番外編 遥かなるルーシ

「あぁ、本当に寒い国ですね…」


 春になるのを待ってベアトリクスとヴァルデマーはスタツホルメン公国の隣国であるルーシを訪れていた。

 今は内陸にある首都に向かって馬車を走らせている。その道も最近まで凍っていたのかと言うくらいに整備がされておらず、ところどころぬかるんで車輪がはまった。

 春めいてきたデーンから来たので、一気に季節が逆行したかのようだ。


「そうだな、馬車に乗っていてもこれほど冷えるとは…ルーシの港がすべて凍り付くというのもわかる気がするな」


 ヴァルデマーは隣に座るベアトリクスの冷えた手をそっと握った。ベアトリクスがびくりとしてから、照れたようにニシシと彼に笑いかけた。王子も照れてしまってベアトリクスの頭のてっぺんを見て気を落ち着ける。

 二人きりの空間で夫婦なのに、どうもべたべたするのが恥ずかしい気持ちがお互いにある。つまりは周りから見てもどかしいばかりなのだ。

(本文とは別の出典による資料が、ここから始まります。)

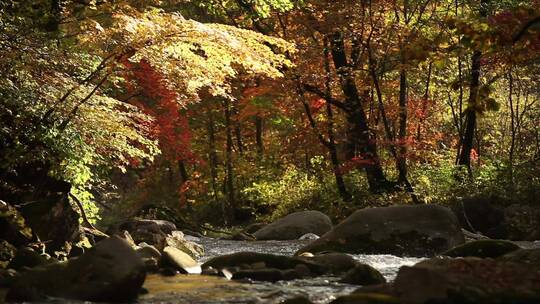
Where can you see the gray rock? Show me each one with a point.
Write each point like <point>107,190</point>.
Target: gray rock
<point>467,280</point>
<point>250,259</point>
<point>309,236</point>
<point>526,256</point>
<point>294,225</point>
<point>400,230</point>
<point>181,260</point>
<point>146,251</point>
<point>334,262</point>
<point>176,240</point>
<point>482,249</point>
<point>111,271</point>
<point>149,225</point>
<point>7,252</point>
<point>27,258</point>
<point>363,274</point>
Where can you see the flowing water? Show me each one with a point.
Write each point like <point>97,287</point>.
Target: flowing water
<point>204,289</point>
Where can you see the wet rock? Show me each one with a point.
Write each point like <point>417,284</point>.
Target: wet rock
<point>210,271</point>
<point>7,277</point>
<point>526,256</point>
<point>7,252</point>
<point>153,232</point>
<point>124,234</point>
<point>294,225</point>
<point>245,259</point>
<point>309,236</point>
<point>13,227</point>
<point>109,272</point>
<point>252,228</point>
<point>400,230</point>
<point>145,251</point>
<point>150,256</point>
<point>240,236</point>
<point>54,221</point>
<point>367,298</point>
<point>168,271</point>
<point>471,236</point>
<point>481,214</point>
<point>363,274</point>
<point>297,300</point>
<point>334,262</point>
<point>468,280</point>
<point>266,275</point>
<point>180,260</point>
<point>522,222</point>
<point>149,225</point>
<point>176,240</point>
<point>482,249</point>
<point>28,258</point>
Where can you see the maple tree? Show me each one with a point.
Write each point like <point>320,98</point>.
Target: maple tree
<point>240,104</point>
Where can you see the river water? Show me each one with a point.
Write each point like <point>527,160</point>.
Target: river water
<point>215,290</point>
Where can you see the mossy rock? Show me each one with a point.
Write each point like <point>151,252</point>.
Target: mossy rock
<point>420,230</point>
<point>297,300</point>
<point>526,256</point>
<point>240,259</point>
<point>363,274</point>
<point>13,227</point>
<point>7,252</point>
<point>366,298</point>
<point>482,249</point>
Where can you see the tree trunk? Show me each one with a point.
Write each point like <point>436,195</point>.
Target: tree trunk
<point>238,132</point>
<point>402,134</point>
<point>259,135</point>
<point>359,142</point>
<point>229,162</point>
<point>470,120</point>
<point>212,157</point>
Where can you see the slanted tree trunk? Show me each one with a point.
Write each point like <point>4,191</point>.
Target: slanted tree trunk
<point>229,162</point>
<point>212,157</point>
<point>238,132</point>
<point>470,118</point>
<point>359,142</point>
<point>464,158</point>
<point>259,135</point>
<point>402,134</point>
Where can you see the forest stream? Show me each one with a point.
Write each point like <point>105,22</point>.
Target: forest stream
<point>211,289</point>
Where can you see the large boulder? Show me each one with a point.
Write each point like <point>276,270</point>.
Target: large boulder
<point>177,240</point>
<point>522,222</point>
<point>400,230</point>
<point>111,271</point>
<point>153,232</point>
<point>525,256</point>
<point>181,261</point>
<point>482,214</point>
<point>251,260</point>
<point>468,280</point>
<point>149,225</point>
<point>294,225</point>
<point>13,227</point>
<point>482,249</point>
<point>53,220</point>
<point>363,274</point>
<point>7,253</point>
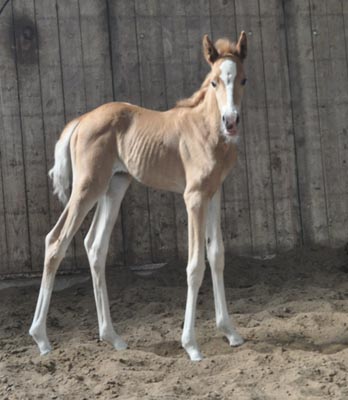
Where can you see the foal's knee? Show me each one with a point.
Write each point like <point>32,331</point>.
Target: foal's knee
<point>96,257</point>
<point>195,274</point>
<point>216,255</point>
<point>54,253</point>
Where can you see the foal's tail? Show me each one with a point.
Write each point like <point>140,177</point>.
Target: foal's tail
<point>61,171</point>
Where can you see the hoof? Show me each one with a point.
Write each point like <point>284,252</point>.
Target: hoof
<point>41,341</point>
<point>235,340</point>
<point>116,341</point>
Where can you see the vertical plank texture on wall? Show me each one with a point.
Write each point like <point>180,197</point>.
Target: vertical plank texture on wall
<point>73,84</point>
<point>52,101</point>
<point>153,87</point>
<point>32,127</point>
<point>332,93</point>
<point>98,87</point>
<point>174,36</point>
<point>255,125</point>
<point>12,164</point>
<point>306,122</point>
<point>126,80</point>
<point>236,227</point>
<point>279,119</point>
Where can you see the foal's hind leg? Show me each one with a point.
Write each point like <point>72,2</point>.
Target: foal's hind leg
<point>57,242</point>
<point>215,253</point>
<point>97,244</point>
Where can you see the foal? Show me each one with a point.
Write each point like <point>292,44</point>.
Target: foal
<point>189,149</point>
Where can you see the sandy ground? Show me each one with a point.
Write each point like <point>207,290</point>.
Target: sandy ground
<point>292,311</point>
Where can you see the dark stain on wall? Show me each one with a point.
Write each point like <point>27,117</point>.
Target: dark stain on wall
<point>26,40</point>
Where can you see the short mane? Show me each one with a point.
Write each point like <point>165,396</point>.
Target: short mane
<point>225,48</point>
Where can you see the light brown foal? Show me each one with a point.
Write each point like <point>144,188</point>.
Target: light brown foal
<point>189,149</point>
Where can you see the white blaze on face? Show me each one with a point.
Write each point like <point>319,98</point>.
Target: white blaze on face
<point>228,74</point>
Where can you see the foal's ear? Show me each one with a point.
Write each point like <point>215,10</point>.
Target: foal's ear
<point>242,46</point>
<point>209,50</point>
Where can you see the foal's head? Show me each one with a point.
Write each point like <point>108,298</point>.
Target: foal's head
<point>227,80</point>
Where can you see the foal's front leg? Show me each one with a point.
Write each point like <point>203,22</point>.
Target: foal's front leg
<point>196,205</point>
<point>216,257</point>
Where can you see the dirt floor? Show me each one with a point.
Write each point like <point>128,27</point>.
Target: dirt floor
<point>292,311</point>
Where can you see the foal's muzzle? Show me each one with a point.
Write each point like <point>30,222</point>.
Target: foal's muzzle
<point>230,123</point>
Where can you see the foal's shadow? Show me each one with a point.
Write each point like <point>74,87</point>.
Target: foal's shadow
<point>168,348</point>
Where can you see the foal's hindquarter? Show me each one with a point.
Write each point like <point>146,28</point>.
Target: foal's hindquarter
<point>180,150</point>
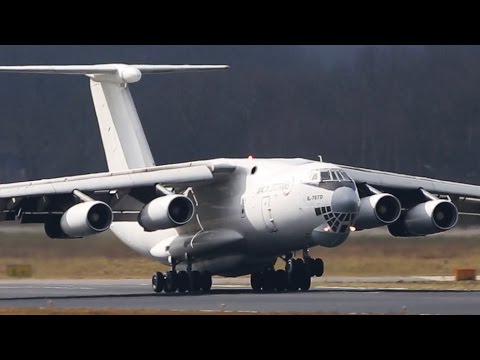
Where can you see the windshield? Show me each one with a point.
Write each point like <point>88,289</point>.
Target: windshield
<point>328,175</point>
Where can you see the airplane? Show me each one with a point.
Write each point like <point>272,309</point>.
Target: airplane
<point>221,217</point>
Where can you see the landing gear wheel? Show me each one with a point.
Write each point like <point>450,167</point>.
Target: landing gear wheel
<point>205,281</point>
<point>318,267</point>
<point>158,282</point>
<point>297,271</point>
<point>256,281</point>
<point>305,282</point>
<point>171,282</point>
<point>281,280</point>
<point>194,281</point>
<point>182,281</point>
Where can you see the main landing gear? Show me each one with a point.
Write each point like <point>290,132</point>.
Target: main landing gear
<point>296,276</point>
<point>182,281</point>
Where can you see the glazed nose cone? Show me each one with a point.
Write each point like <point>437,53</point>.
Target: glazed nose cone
<point>345,200</point>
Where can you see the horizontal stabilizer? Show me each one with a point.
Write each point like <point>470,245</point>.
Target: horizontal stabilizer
<point>106,69</point>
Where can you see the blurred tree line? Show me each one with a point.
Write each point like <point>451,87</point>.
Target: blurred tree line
<point>410,109</point>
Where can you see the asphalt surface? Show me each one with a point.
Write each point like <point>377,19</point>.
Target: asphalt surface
<point>137,294</point>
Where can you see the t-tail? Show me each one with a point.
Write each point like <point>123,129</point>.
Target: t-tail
<point>123,137</point>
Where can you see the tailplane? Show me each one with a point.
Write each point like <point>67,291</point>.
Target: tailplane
<point>123,137</point>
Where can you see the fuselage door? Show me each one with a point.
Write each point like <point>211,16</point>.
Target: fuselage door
<point>267,214</point>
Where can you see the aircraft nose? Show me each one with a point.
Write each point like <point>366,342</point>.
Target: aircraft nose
<point>345,200</point>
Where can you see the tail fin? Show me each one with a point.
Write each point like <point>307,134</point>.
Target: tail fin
<point>123,137</point>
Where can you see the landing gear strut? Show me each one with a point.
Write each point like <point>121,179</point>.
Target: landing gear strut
<point>296,276</point>
<point>182,281</point>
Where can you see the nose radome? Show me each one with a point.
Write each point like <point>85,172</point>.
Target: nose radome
<point>345,200</point>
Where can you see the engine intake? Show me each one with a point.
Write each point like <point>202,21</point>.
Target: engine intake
<point>83,219</point>
<point>166,212</point>
<point>378,210</point>
<point>428,218</point>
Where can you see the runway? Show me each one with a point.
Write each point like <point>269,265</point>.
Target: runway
<point>137,294</point>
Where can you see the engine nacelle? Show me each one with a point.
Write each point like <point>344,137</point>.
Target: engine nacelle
<point>377,210</point>
<point>83,219</point>
<point>166,212</point>
<point>428,218</point>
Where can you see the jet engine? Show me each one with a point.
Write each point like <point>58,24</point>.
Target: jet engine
<point>428,218</point>
<point>377,210</point>
<point>166,212</point>
<point>88,218</point>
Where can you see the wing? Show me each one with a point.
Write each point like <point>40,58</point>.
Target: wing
<point>406,188</point>
<point>126,192</point>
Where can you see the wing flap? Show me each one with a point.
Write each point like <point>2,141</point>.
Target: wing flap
<point>107,182</point>
<point>390,180</point>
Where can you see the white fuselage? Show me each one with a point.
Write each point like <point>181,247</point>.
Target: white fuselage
<point>275,205</point>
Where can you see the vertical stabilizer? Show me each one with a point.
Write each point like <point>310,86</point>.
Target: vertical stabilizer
<point>123,138</point>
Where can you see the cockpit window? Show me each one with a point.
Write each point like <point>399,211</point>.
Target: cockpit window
<point>345,176</point>
<point>325,176</point>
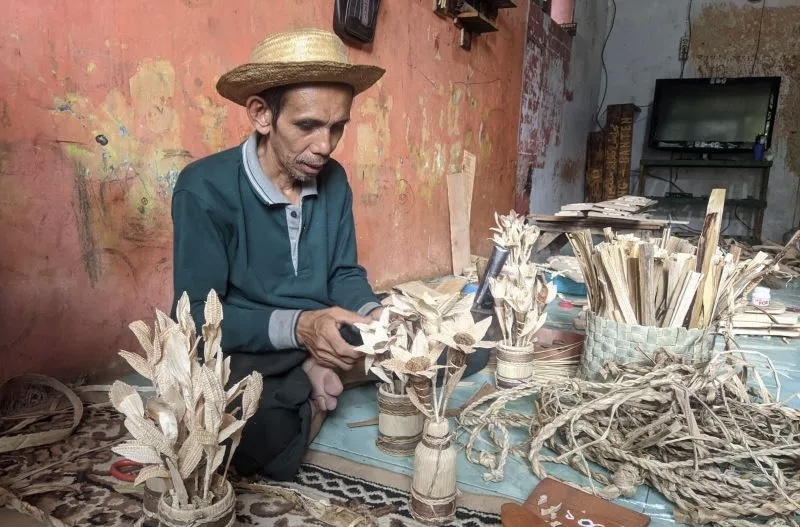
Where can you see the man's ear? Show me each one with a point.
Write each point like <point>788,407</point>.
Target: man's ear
<point>259,114</point>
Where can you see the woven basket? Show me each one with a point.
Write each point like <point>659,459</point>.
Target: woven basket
<point>514,365</point>
<point>609,341</point>
<point>221,513</point>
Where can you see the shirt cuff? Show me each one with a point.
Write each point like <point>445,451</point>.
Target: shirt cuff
<point>282,324</point>
<point>366,308</point>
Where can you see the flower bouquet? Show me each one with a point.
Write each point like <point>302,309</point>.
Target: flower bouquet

「わかっておるな、ヴァルよ。この視察旅行でベアをものにするのだぞ!?」


(陛下に一人で呼び出されるなど何か失策でもしたかと思ったら、そういうことか…要するに子供を作る作業をしろと)


 王は情報収集能力が高く、おままごと夫婦である二人がキスどまりで最後まで事を進めていないことも知っている。だから旅行という違う環境で最後まで関係を進めろ、といっているのだ。


 しかし、それほどうまく事が進むとは王子は思っていなかった。武人であるベアトリクスが意外と初心なのとは別に大きな障害がヴァルデマーにある。

 彼が女性が苦手になった原因、それは10歳頃に若い女官がベッドに潜り込んできた事件だ。王子はベッドから逃げ出したので最悪の事態には至らなかったが、酷いトラウマが残った。

 ヴァルデマーは身体をまさぐられた嫌悪により、女性に性的魅力を感じなくなってしまったのだ。


(うーむ、ベアトリクスを心から愛しているが、性的魅力となると…初めてのことだしベッドで俺が使い物になるかが心配だ。立たなくて彼女を傷付けるのでは…)


 女性を好ましいと初めて思ったのは、17歳のパーティで自分を襲った暴漢をベアトリクスが殴り倒した時だ。性的な魅力と言うより野性的な強さへの憧れをしなやかで迷いのない彼女に抱いた。その憧れは今でも彼女への愛情の基となっており変わりがない。

 部下であり友人であるクローディアスからはドライに性的サービスを売る女性で練習をすることを勧められたが、気が乗らないうえベアトリクスにばれたらだ。いや、大ごとだ。

 そんなこんなで練習もせずにルーシで馬車に乗っていた。




「ベア、寒いだろう?こちらへ」


 嬉しそうに頷いたベアトリクスは、ぴたりと手招きしたヴァルデマーに寄り添い、彼に握られた手の上に自分のもう片方の手を乗せた。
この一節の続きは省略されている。